Upon seeing close to a thousand stern-faced Yrythny, dark eyes fixed on her, Ezri’s mind blanked. She gulped. All the representatives stood in unison—a thunderous sound in the vast chamber—acknowledging her entrance. Those sitting closest to the center dais, the Upper Assembly representing the Houseborn, wore heavy robes of sapphire; those sitting on the balcony levels rimming the oval-shaped room, the Lower Assembly representing the Wanderers, wore green robes. She climbed a small number of stairs onto a rostrum of the presiding chairs. A backless bench was placed in front of a long flat table where Assembly Chair Rashoh, Vice Chair Jeshoh, Lower Assembly Chair Ru’lal and Lower Assembly Vice Chair Keren sat, soberly waiting for her.

As soon as she sat down, the entire Assembly resumed their seats. Ezri shifted on the bench, trying to remember whether sitting with her legs crossed or tucked neatly together with ankles linked was more dignified.

The Assembly Chair touched a control, illuminating one of the closest representatives. Ezri guessed this was how the chair recognized a speaker. Her guess was confirmed when the delegate stood and addressed the Assembly.

“We have discussed, Assembly Chair, the matter of this outsider, Lieutenant Ezri Dax, functioning as a Third, and both assemblies have agreed by a narrow margin, to accept her input. I propose a resolution, which I am now sending to my fellow representatives.” He thumbed a switch, ostensibly sending the text of his resolution to the other desks in the Chamber, “…that this Ezri Dax take up residence, planetside, in the House of my birth, Soid, where she can best learn the manner of our people and then render a judgment. I move for a vote.”

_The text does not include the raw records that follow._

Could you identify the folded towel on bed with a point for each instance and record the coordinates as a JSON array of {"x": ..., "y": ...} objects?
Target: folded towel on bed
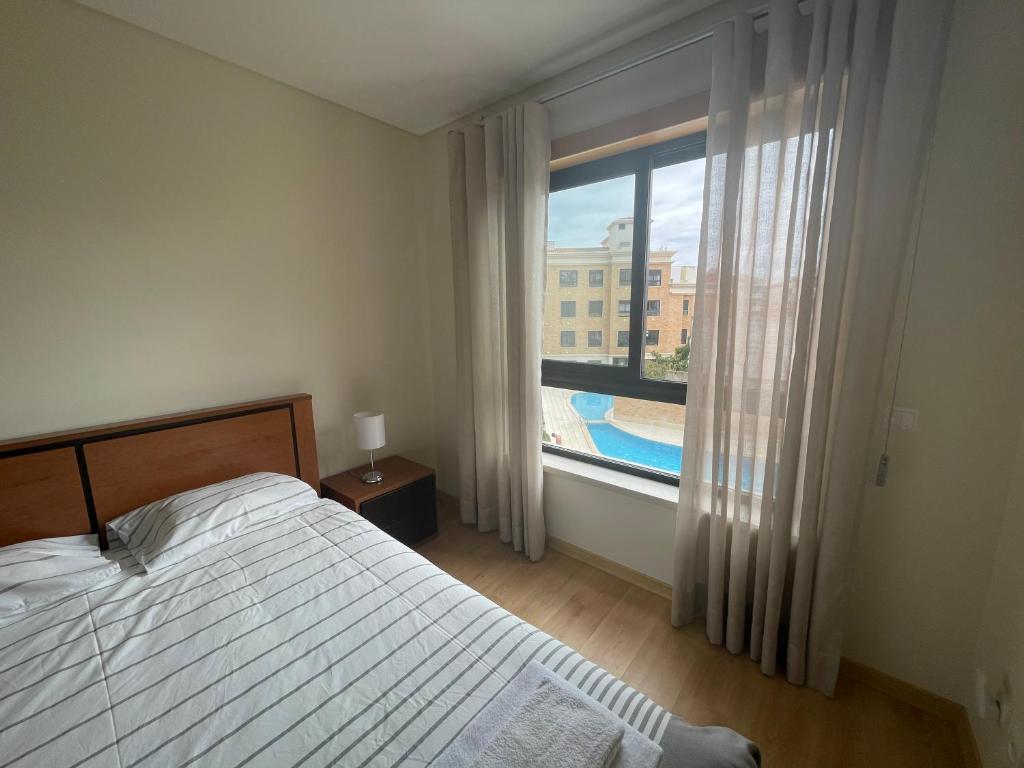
[
  {"x": 554, "y": 729},
  {"x": 636, "y": 751}
]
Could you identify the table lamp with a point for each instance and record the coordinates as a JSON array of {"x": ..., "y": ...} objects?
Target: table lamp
[{"x": 370, "y": 435}]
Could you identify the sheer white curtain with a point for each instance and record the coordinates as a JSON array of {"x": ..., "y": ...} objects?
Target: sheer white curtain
[
  {"x": 782, "y": 387},
  {"x": 498, "y": 181}
]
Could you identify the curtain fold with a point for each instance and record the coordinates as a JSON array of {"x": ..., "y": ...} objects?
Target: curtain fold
[
  {"x": 498, "y": 182},
  {"x": 800, "y": 136}
]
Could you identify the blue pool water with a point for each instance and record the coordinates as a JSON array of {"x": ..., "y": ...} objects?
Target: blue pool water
[{"x": 616, "y": 443}]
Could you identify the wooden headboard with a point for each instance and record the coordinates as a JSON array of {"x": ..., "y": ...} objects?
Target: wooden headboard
[{"x": 74, "y": 482}]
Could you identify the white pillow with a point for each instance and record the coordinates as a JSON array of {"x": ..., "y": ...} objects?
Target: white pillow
[
  {"x": 35, "y": 573},
  {"x": 174, "y": 528}
]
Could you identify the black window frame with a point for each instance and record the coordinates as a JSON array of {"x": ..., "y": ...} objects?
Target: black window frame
[{"x": 626, "y": 380}]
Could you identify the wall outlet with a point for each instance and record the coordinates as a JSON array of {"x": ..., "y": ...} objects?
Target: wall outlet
[
  {"x": 904, "y": 420},
  {"x": 981, "y": 694}
]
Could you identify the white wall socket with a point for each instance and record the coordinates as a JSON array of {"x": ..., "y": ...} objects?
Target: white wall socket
[{"x": 904, "y": 419}]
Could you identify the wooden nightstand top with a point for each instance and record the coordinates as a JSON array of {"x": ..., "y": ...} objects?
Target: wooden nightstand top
[{"x": 352, "y": 492}]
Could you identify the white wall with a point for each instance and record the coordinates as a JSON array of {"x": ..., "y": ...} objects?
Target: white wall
[
  {"x": 928, "y": 539},
  {"x": 176, "y": 231}
]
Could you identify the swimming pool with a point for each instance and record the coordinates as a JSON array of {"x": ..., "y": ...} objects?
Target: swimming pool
[{"x": 617, "y": 443}]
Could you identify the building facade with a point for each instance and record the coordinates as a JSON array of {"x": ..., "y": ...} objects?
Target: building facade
[{"x": 587, "y": 300}]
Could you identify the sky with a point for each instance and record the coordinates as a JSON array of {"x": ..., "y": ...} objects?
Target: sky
[{"x": 579, "y": 217}]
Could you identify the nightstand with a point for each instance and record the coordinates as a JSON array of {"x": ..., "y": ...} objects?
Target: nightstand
[{"x": 403, "y": 505}]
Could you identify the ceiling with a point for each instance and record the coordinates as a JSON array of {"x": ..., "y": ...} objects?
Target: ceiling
[{"x": 417, "y": 65}]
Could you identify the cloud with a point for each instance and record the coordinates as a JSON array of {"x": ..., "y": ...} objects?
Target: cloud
[{"x": 579, "y": 217}]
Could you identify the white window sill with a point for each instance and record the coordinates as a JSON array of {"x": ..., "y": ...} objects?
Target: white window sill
[{"x": 649, "y": 491}]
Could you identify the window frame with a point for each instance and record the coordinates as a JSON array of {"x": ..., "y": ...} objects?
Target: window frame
[{"x": 625, "y": 380}]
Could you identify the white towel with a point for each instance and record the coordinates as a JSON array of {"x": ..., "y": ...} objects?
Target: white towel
[
  {"x": 554, "y": 729},
  {"x": 636, "y": 750}
]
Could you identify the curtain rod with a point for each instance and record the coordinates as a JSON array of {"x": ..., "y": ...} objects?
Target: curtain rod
[{"x": 652, "y": 55}]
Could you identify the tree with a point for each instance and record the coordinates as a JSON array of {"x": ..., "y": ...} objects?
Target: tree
[{"x": 659, "y": 365}]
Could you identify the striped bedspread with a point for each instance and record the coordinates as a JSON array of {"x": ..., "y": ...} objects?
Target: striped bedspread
[{"x": 312, "y": 639}]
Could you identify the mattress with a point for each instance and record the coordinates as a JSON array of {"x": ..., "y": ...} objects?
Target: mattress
[{"x": 313, "y": 639}]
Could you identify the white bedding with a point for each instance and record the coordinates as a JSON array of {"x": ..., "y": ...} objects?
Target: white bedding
[{"x": 314, "y": 639}]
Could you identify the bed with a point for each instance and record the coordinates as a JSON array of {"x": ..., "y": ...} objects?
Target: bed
[{"x": 312, "y": 638}]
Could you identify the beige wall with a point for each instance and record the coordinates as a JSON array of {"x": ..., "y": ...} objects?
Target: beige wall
[
  {"x": 926, "y": 546},
  {"x": 928, "y": 539},
  {"x": 176, "y": 231},
  {"x": 999, "y": 650}
]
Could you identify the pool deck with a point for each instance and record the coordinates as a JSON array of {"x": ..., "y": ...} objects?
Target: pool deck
[
  {"x": 670, "y": 433},
  {"x": 561, "y": 419}
]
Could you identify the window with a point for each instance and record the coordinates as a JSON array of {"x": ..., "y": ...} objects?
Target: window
[{"x": 649, "y": 202}]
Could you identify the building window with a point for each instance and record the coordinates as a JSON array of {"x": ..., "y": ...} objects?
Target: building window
[{"x": 628, "y": 375}]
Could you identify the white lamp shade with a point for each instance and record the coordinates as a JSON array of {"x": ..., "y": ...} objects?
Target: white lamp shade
[{"x": 369, "y": 430}]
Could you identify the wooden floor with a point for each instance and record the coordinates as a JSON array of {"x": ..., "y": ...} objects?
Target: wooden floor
[{"x": 626, "y": 630}]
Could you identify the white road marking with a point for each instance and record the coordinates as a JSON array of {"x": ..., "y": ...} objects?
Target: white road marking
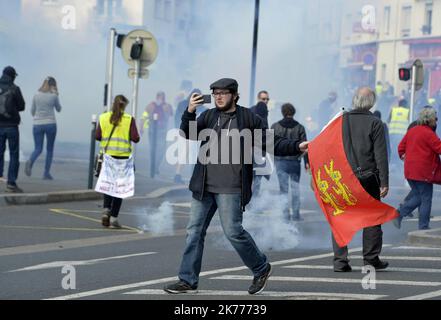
[
  {"x": 333, "y": 280},
  {"x": 428, "y": 295},
  {"x": 415, "y": 248},
  {"x": 60, "y": 264},
  {"x": 205, "y": 273},
  {"x": 281, "y": 294},
  {"x": 409, "y": 258},
  {"x": 426, "y": 270}
]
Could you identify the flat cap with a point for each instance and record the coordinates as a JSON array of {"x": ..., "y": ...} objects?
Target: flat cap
[
  {"x": 225, "y": 83},
  {"x": 10, "y": 71}
]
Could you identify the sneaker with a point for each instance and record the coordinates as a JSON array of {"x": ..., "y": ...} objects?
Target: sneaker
[
  {"x": 379, "y": 265},
  {"x": 180, "y": 287},
  {"x": 345, "y": 268},
  {"x": 259, "y": 283},
  {"x": 13, "y": 189},
  {"x": 397, "y": 222},
  {"x": 114, "y": 223},
  {"x": 28, "y": 168},
  {"x": 105, "y": 219}
]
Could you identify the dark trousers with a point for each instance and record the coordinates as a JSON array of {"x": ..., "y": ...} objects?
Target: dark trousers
[
  {"x": 372, "y": 236},
  {"x": 10, "y": 135},
  {"x": 113, "y": 204}
]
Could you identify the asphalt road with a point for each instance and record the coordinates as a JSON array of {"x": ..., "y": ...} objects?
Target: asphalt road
[{"x": 39, "y": 243}]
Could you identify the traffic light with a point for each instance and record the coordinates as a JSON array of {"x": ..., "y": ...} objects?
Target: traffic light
[{"x": 404, "y": 74}]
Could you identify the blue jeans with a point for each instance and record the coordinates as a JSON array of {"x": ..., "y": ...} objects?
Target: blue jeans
[
  {"x": 230, "y": 214},
  {"x": 39, "y": 131},
  {"x": 288, "y": 173},
  {"x": 419, "y": 197},
  {"x": 12, "y": 135}
]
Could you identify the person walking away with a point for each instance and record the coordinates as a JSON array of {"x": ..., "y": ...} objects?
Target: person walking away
[
  {"x": 377, "y": 114},
  {"x": 261, "y": 110},
  {"x": 398, "y": 122},
  {"x": 420, "y": 150},
  {"x": 366, "y": 151},
  {"x": 44, "y": 104},
  {"x": 159, "y": 113},
  {"x": 289, "y": 168},
  {"x": 116, "y": 130},
  {"x": 11, "y": 104}
]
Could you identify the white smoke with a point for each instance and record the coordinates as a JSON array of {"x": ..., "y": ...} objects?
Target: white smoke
[
  {"x": 264, "y": 221},
  {"x": 159, "y": 221}
]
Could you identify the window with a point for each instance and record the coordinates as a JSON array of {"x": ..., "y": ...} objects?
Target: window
[
  {"x": 427, "y": 27},
  {"x": 168, "y": 10},
  {"x": 49, "y": 2},
  {"x": 406, "y": 14},
  {"x": 159, "y": 9},
  {"x": 386, "y": 19}
]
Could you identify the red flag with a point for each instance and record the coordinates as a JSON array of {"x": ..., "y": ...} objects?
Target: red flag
[{"x": 346, "y": 205}]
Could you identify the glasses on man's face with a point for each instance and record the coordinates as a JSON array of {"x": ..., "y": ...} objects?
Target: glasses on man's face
[{"x": 220, "y": 93}]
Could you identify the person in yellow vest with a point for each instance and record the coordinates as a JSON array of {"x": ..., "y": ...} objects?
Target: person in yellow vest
[
  {"x": 398, "y": 123},
  {"x": 119, "y": 146}
]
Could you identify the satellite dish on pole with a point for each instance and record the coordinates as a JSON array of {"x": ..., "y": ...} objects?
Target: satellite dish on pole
[{"x": 149, "y": 49}]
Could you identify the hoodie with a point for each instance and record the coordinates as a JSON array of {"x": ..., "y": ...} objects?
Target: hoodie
[{"x": 17, "y": 105}]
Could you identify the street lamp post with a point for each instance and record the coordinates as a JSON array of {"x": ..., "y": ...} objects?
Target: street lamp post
[{"x": 254, "y": 54}]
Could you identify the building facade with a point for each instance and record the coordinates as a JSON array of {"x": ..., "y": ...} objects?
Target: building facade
[{"x": 378, "y": 37}]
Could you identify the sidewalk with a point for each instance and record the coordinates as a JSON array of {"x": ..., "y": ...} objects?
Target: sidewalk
[{"x": 70, "y": 184}]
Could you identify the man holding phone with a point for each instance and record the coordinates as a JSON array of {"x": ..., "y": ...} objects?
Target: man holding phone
[{"x": 224, "y": 187}]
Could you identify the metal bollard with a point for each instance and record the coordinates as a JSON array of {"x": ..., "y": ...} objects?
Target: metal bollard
[
  {"x": 92, "y": 151},
  {"x": 153, "y": 145}
]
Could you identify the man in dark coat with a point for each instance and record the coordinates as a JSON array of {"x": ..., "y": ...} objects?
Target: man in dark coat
[{"x": 11, "y": 103}]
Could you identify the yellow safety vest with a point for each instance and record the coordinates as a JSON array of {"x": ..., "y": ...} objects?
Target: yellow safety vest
[
  {"x": 145, "y": 117},
  {"x": 119, "y": 144},
  {"x": 399, "y": 120}
]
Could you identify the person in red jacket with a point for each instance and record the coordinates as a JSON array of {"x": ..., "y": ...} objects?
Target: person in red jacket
[{"x": 420, "y": 150}]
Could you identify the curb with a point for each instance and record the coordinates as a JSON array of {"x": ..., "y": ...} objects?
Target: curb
[
  {"x": 430, "y": 238},
  {"x": 49, "y": 197},
  {"x": 76, "y": 195}
]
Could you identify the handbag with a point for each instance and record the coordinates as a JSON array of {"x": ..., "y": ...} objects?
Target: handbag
[{"x": 100, "y": 157}]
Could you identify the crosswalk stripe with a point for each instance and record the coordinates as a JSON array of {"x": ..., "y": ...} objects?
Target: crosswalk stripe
[
  {"x": 286, "y": 294},
  {"x": 422, "y": 270},
  {"x": 428, "y": 295},
  {"x": 205, "y": 273},
  {"x": 336, "y": 280},
  {"x": 410, "y": 258},
  {"x": 416, "y": 248}
]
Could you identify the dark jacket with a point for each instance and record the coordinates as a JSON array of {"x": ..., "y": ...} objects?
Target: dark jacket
[
  {"x": 290, "y": 129},
  {"x": 261, "y": 109},
  {"x": 246, "y": 120},
  {"x": 368, "y": 144},
  {"x": 17, "y": 105}
]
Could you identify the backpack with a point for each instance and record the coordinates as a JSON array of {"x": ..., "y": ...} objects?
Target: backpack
[{"x": 6, "y": 99}]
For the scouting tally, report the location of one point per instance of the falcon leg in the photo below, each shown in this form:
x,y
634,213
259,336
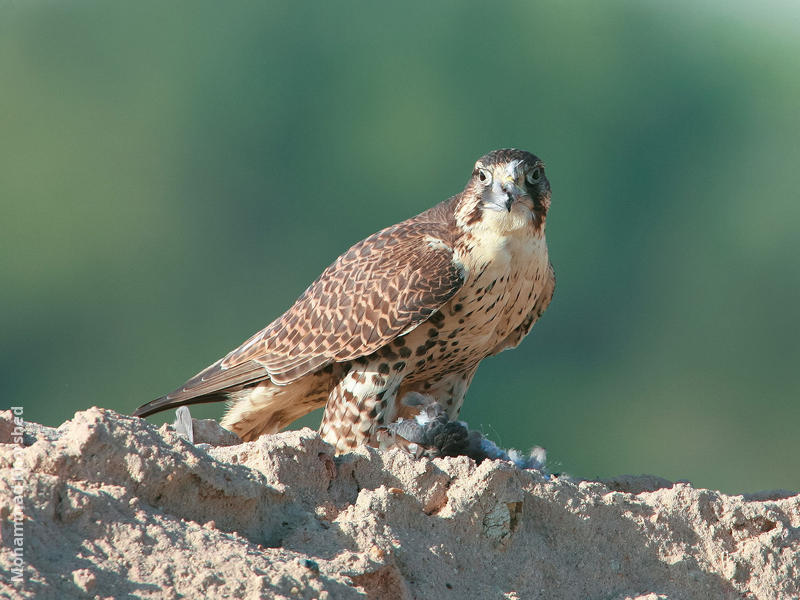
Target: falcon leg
x,y
362,401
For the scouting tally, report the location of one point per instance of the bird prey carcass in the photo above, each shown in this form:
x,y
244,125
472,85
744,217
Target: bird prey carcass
x,y
413,308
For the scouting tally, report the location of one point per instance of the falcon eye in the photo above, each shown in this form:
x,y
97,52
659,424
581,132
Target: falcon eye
x,y
535,175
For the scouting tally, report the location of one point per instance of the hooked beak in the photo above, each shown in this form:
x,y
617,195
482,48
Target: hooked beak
x,y
505,192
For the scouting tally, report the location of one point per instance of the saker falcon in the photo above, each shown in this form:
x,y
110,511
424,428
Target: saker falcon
x,y
410,311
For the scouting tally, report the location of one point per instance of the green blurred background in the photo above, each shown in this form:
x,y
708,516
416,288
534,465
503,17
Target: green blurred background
x,y
172,176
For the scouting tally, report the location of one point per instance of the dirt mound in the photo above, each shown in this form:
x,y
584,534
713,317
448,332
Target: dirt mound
x,y
114,507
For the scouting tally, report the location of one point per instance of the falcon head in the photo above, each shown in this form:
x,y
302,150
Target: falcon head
x,y
508,191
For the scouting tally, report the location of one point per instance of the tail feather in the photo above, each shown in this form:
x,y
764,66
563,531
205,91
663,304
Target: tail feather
x,y
268,408
167,402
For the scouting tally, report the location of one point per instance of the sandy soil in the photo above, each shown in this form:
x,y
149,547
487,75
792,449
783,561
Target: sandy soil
x,y
114,507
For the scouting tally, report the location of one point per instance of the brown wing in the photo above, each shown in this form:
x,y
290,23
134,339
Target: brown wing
x,y
382,287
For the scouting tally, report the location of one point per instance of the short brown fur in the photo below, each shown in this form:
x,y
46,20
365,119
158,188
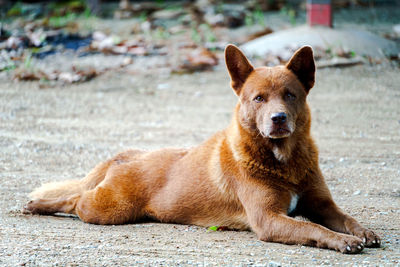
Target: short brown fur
x,y
255,174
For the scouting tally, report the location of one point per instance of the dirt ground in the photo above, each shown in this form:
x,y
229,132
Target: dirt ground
x,y
61,133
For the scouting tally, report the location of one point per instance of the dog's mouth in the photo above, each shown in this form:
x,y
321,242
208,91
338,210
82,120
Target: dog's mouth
x,y
279,132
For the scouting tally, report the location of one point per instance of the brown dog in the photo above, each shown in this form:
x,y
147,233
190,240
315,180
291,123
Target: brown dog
x,y
253,175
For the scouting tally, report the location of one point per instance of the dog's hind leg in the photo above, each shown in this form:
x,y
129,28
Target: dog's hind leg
x,y
101,205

He hadn’t been sitting more than a minute when hundreds of lights began flashing on every level of the room. The Assembly Chair recognized a delegate seated near the Yrythny who had just spoken, but without permission another delegate on the opposite side of the room stood up and began speaking until yet another delegate stood and began speaking over the words of the other. Ezri jerked back and forth, trying to keep track of what was being said, the speakers, the lights, the points of order and resolutions, but found it impossible. The Assembly Chair’s fingers flew across his desk panel, his jaw clenched, but none of those clamoring for recognition heeded his points of order. Jeshoh, Keren and the others looked on helplessly.

From what little she did follow, Ezri learned that members of each House protested any House but their own being designated as the one she would visit first. In turn, the Lower Assembly representatives felt that focusing on the Houseborn issues would prejudice her before she had a chance to hear the Wanderer side. As lights from the top of the Chamber went off and on, voices grew more heated, argumentative rhetoric stopped being funneled through the Master Chair and instead went directly toward the “enemy” party. Several delegates, robes catching on balustrades or on chairs, climbed over barriers separating delegations and further punctuated their arguments with their fists. Jeshoh shouted for order, as did Keren, but their calls were ignored.